I'd say one reason is that we really don't look at the properties of random variables as functions from the underlying set of the probability space (usually denoted $\Omega$). You could change $\Omega$ all around, leaving the structure of $X$ behind, and we wouldn't really care. When I say the structure of $X$, I mean the measure it induces on $\mathbb{R}$, i.e. $\mu(I) = \mathbb{P} \left ( \left \{ \omega \in \Omega : X(\omega) \in I \right \} \right )$. We arguably care a little bit more about $X$ as a function when we start talking about collections of dependent random variables, but really we don't care about it then, either, since then we are just inducing a measure on $\mathbb{R}^n$ instead of $\mathbb{R}$.
Because we think of it as a variable that take random value intuitively. Formally they are function. Just like why we call a sequence a sequence, or call an arithmetical function an arithmetical function, when they are actually the same thing formally speaking. Just to add to the issue, calling a variable also match the notation. For example, $X=Y+Z$ is NOT the usual function addition, but they are "added" in such a way that make sense when we think as variable.
I'm 4 years late :) but will answer anyway (mostly for my own sake).
In math you have, what they call in school, a variable $x$. You use this $x$ as a place holder for some number. But what number? You can't say for sure, all you can say is that $x$ can vary in some interval $I=[0;1]$. That's basicly all you know about $x$. Well, it's not much but it works for 99% of time when you need to model some phenomenon.
For example, let $x=bees/crows$. You go out and count bees and crows in some park, then you can say that $x$ is equal to some number. BUT Before going out you CAN'T guess the value $x$ will take, the best you can do is to say that:
"There could be no crows or no bees or some number of each in the park. Yeah, and there is no such thing as negative number of bees, so negative numbers won't do. So, I can say that $x \in [0,\infty] \cup {?} $, where $?$ will be used when I find no bees and no crows i.e. $x=0/0=?$ "
That's it! Now comes the random variable $X$. It has the same use as $x$ has but you can say A LOT MORE about $X$!!! You can expect $X$ to take some values which you couldn't do with $x$. Why? Because if there is $X$ in the book then there is a probability function $\mathbb{P}$ somewhere, you can't have one without the other otherwise you endup with dull $x$ instead.
For example, let $X$ be a random variable defined the same way as above $bees/crows$. Now you need to go to the park and count the bee and the crows. But before doing so, what can you say about $X$?

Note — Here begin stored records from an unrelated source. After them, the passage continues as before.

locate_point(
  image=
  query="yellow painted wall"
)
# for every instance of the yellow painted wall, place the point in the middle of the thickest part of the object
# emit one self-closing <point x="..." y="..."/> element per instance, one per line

Well, $X$ belongs to the same interval $X \in [0,\infty] \cup ?$ but now we have a tool $\mathbb{P}$-probability, which we can use to GUESS the values $X$ will take. This is much more than we could have done with simle varibale $x$! Without $\mathbb{P}$ you can't even guess the value of $x$, but having defined $\mathbb{P}$ you can say that $X$ will take value 0.5 with probability 90% and thus I can save my energy and not go to the park at all!!!
P.S. So with random variable you have additional information about the possible values $x$ can assume. So as a mnemonic you can makeup such "an equation" $$\mathbb{P} + x = X$$ Thus it would be better to call $x$ as unguessable, and $X$ guessable variable. So you can see that using x for both of them $X,x$ is justified since they are of the same "logic". Having $X$ explaind as a function is not a bizzar thing, cause you can explain $x$ in the same way ($x$ is a function from set of hyppos to the set of reals $\mathbb{R}$ i.e. $x:Hippos\rightarrow\mathbb{R}$ so you use $x$ as a number of hippos in the park.